Data privacy & IP protection:
While institutions can utilize blockchain technology to create a decentralized and immutable ledger of credentials and make the verification process easy, these credentials can be anchored on the blockchains securely, preventing the chances of tampering. It will establish trust among all the stakeholders. For instance, the U.S. Congress enacted the Family Rights and Privacy Act (FERPA) in 1974 to protect the privacy of students attending government schools. This act allows parents access to their children’s educational records and give them rights to request record amendments and control the disclosure of personally identifiable information. Similarly, the GDPR (General Data Protection Regulation) of Europe puts the onus of data privacy of students on educational institutions. The National Education Policy of India is also considering similar norms concerning data privacy.
Moreover, educational institutions store vast amounts of sensitive data including records, financial information, and research information. Blockchain technology protects the data from unauthorized access, duplication, manipulation, and sharing..
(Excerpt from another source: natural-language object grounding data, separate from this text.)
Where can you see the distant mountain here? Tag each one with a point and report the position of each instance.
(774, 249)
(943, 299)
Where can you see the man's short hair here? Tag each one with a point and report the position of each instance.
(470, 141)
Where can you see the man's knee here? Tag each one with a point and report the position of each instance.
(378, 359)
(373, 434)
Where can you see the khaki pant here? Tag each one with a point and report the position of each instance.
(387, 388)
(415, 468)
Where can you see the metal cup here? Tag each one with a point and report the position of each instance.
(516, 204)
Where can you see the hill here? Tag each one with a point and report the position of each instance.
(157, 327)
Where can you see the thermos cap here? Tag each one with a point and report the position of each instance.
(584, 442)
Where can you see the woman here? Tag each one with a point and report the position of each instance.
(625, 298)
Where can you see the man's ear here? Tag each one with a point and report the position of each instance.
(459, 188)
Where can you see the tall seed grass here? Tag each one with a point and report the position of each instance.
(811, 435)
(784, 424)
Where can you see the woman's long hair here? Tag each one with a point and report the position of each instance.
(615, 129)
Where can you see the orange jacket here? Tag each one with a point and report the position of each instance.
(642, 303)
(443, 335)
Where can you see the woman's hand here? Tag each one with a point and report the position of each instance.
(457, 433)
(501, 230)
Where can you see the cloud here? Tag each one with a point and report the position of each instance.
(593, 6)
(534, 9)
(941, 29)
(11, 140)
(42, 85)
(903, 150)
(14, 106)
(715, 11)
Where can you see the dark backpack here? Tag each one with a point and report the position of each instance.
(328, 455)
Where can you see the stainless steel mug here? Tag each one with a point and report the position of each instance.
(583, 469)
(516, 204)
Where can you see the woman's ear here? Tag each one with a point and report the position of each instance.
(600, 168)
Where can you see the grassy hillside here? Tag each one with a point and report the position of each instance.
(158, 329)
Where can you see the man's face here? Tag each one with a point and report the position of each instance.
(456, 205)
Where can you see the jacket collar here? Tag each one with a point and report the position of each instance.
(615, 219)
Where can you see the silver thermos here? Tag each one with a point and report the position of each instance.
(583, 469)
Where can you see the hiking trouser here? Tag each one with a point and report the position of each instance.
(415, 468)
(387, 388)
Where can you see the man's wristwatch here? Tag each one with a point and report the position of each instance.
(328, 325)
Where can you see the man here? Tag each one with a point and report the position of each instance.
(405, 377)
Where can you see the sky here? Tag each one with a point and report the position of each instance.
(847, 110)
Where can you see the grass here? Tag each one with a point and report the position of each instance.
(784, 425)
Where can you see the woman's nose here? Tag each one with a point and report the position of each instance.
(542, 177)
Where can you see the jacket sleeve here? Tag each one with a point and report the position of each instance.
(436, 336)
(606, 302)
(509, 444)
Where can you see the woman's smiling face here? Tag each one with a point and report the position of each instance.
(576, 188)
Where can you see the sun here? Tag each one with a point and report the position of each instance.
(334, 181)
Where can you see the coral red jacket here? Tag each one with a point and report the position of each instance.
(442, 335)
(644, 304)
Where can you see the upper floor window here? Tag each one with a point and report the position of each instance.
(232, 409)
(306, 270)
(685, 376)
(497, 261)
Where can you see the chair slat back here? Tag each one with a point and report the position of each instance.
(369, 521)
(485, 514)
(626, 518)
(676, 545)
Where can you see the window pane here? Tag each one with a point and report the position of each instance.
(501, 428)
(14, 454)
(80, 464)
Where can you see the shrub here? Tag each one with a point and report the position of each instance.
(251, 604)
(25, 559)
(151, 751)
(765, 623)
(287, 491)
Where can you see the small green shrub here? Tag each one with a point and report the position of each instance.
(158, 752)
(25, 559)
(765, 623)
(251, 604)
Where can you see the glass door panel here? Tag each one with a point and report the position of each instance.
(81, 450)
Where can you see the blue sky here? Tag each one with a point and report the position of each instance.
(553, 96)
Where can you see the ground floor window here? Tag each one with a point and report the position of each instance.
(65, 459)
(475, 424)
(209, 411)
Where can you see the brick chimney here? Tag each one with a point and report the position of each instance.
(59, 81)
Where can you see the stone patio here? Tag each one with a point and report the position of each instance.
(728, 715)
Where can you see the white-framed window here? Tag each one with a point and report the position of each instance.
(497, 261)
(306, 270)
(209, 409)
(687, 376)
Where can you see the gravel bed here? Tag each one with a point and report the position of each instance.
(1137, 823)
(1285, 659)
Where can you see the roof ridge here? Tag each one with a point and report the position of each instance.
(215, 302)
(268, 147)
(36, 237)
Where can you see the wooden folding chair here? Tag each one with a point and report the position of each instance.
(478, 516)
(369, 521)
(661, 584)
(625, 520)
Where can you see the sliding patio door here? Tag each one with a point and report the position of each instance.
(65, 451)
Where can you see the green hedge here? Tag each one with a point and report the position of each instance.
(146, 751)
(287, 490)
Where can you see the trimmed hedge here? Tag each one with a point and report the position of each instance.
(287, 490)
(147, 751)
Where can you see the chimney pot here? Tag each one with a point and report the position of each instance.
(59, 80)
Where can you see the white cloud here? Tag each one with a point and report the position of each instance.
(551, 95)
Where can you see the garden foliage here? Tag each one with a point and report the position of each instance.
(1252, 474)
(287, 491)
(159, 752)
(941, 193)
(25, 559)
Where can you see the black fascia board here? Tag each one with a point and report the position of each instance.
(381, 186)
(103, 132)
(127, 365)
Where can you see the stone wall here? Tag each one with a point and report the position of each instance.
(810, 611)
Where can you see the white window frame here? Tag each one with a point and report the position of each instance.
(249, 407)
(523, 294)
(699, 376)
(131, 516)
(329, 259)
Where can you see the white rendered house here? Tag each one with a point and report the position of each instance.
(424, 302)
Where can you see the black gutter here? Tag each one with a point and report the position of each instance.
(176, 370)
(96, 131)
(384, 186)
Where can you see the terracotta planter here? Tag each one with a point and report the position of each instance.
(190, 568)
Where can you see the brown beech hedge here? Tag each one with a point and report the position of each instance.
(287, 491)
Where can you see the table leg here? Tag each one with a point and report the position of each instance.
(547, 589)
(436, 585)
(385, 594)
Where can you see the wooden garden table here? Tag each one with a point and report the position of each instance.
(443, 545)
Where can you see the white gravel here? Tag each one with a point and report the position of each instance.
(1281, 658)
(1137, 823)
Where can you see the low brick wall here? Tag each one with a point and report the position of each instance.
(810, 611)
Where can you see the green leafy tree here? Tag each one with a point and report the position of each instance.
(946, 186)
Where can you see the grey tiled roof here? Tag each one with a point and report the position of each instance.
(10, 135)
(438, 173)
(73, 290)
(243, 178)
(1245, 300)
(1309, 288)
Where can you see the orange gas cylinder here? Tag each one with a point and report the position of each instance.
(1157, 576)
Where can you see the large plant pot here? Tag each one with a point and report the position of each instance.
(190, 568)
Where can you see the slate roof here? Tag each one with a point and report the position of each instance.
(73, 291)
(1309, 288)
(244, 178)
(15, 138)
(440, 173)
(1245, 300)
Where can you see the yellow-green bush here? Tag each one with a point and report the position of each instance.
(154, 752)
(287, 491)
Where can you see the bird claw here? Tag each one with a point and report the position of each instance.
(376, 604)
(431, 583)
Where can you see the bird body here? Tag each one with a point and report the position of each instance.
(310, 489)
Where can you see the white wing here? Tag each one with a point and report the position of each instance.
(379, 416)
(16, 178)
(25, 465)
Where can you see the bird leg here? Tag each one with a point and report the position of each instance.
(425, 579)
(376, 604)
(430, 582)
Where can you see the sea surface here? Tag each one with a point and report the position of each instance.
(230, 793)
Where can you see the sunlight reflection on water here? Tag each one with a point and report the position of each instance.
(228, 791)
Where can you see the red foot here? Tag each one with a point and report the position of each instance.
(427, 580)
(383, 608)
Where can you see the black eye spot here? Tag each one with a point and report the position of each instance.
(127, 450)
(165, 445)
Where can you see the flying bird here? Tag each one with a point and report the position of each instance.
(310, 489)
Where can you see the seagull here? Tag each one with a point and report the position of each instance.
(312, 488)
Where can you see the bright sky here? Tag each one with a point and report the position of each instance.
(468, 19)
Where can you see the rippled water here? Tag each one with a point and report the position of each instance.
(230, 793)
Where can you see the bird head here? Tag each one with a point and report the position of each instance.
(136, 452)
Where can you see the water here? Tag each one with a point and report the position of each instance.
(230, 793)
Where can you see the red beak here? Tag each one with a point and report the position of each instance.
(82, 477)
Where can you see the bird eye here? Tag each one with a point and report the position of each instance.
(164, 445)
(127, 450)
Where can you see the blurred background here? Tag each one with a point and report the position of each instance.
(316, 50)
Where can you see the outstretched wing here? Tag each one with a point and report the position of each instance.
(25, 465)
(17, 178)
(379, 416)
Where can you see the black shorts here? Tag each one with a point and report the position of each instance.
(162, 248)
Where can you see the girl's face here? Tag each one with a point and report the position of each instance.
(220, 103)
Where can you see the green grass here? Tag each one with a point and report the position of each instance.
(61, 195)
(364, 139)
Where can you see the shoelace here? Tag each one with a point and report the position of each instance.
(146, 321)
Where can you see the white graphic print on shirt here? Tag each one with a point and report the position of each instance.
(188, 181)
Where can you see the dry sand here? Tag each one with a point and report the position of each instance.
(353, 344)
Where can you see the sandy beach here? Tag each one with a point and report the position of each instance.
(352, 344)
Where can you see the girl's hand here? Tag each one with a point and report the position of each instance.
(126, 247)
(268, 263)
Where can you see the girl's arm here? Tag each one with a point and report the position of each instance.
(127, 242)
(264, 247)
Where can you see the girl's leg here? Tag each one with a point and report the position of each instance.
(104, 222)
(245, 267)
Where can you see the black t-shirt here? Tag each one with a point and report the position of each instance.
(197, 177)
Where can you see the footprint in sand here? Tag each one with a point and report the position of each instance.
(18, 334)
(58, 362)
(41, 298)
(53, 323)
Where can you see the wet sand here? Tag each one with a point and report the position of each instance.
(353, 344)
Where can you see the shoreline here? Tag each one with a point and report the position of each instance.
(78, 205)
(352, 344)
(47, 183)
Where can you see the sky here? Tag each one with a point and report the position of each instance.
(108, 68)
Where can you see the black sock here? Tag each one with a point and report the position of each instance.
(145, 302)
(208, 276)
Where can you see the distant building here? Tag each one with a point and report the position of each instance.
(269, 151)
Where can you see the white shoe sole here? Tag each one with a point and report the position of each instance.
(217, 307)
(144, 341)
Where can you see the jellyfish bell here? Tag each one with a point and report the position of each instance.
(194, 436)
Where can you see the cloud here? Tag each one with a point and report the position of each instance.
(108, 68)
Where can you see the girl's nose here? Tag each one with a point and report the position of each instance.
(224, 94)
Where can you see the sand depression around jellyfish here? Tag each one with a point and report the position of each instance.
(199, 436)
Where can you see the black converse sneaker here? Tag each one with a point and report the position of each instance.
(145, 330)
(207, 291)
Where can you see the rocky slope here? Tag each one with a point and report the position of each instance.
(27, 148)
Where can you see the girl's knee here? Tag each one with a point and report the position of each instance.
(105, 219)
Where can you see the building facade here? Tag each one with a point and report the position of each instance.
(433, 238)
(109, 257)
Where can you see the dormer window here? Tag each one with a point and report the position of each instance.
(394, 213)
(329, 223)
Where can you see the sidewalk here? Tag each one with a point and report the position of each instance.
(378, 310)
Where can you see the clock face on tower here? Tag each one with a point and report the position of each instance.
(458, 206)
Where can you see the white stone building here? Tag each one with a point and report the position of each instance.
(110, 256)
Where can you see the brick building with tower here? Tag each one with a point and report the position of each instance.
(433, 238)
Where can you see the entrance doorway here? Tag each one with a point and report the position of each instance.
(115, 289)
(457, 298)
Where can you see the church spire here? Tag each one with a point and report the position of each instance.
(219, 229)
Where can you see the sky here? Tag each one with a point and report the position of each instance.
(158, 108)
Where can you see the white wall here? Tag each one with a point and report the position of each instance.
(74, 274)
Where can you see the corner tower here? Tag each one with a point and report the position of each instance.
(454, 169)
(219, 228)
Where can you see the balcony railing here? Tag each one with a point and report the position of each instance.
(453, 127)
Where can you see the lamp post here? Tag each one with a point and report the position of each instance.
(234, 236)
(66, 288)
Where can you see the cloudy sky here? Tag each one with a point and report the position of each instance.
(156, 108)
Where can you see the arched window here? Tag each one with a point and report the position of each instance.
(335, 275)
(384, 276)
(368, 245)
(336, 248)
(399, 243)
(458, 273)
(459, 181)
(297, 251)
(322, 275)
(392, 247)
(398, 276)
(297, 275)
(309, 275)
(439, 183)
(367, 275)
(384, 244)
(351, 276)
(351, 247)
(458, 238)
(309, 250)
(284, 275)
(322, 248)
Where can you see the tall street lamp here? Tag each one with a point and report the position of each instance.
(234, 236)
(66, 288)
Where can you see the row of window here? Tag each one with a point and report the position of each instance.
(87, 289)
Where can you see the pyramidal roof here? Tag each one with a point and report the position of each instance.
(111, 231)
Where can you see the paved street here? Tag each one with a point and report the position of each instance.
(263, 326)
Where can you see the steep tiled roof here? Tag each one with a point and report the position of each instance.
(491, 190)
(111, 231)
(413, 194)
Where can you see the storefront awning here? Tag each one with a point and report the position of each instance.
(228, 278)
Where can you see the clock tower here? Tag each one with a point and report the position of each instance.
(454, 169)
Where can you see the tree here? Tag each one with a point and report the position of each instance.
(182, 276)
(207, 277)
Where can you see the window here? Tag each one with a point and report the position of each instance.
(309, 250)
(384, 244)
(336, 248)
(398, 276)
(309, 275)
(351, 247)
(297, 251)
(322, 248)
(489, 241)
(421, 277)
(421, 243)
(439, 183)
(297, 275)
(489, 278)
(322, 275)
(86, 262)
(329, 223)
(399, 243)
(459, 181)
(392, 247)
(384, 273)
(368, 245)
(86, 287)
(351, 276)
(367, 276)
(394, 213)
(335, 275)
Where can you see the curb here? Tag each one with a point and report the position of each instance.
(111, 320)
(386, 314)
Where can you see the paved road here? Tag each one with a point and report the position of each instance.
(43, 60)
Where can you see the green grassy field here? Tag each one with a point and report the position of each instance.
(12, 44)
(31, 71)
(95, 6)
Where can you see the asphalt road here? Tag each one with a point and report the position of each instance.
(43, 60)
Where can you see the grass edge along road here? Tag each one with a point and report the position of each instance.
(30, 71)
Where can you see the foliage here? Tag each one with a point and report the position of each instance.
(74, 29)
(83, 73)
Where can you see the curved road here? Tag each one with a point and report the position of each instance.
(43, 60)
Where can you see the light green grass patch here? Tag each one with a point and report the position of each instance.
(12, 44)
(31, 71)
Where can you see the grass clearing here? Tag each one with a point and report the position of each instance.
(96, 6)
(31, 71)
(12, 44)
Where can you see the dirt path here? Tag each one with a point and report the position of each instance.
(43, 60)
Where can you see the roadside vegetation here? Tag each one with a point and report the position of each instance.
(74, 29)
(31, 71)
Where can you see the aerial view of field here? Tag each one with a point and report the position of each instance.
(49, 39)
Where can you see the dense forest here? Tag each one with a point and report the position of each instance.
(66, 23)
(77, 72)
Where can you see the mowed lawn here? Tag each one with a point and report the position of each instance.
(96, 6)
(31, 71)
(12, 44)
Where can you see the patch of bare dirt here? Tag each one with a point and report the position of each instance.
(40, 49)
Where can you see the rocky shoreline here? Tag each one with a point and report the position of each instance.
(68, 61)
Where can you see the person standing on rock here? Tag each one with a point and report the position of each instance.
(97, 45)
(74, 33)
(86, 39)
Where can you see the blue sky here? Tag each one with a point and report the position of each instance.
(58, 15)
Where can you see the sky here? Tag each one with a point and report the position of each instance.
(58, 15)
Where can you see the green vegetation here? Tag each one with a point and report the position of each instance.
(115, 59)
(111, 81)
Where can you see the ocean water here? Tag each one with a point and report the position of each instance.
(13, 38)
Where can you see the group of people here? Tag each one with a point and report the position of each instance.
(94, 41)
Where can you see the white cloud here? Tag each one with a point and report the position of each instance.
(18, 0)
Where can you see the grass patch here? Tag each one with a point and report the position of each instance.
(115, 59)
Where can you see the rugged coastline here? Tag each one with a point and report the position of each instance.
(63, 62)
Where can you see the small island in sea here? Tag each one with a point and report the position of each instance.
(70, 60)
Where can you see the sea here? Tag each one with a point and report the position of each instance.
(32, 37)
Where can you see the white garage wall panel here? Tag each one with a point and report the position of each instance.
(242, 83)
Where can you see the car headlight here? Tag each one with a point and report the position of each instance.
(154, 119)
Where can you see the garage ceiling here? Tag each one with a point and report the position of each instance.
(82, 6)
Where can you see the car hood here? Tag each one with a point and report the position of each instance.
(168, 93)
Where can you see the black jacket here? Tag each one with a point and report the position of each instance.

Fillip to edtechs & cost savings:
Edtechs has emerged as one of the important pillars of the education system globally. In India, this segment plays a critical role in upskilling human resources, increasing the reach of quality education in rural areas apart from enhancing the usage of technology. However, the rapid adoption of such technology platforms has also given rise to instances of fraud. Such frauds can be regulated with the help of blockchain technology. Moreover, blockchain can transform data recording, storage, and sharing process from paper to digital ones. Currently, many educational institutions face issues like verifying the authenticity of academic credentials such as degrees, diplomas, certificates, and examination mark sheets as it is time-consuming and vulnerable to errors owing to its paper-based approach. Leveraging blockchain, these processes can be automated, reducing dependence on manpower and paper-based processes.
Collaborate with technology partner:
Deploying blockchain by educational institutions, however, needs the necessary infrastructure, training of staff, and ensuring interoperability across systems. These challenges can be dealt with by hiring technology providers who maintain global standards. Players such as Dhiway Networks, a blockchain technology company based out of Bangalore, can make the process easy for educational institutions. The company offers digital solutions such as #MARKs against fake certification. In addition to verifiability, this tool gives the issuing authorities the capability to track and trace any educational certificate digitally, making remote validation a reality.
Be it schools or universities, educational institutions, irrespective of their scale and size, can deal with challenges like verification of credentials, preventing fraud, and ensuring data privacy by using blockchain technology. Collaboration with the right technology partner can ease this process to a great extent.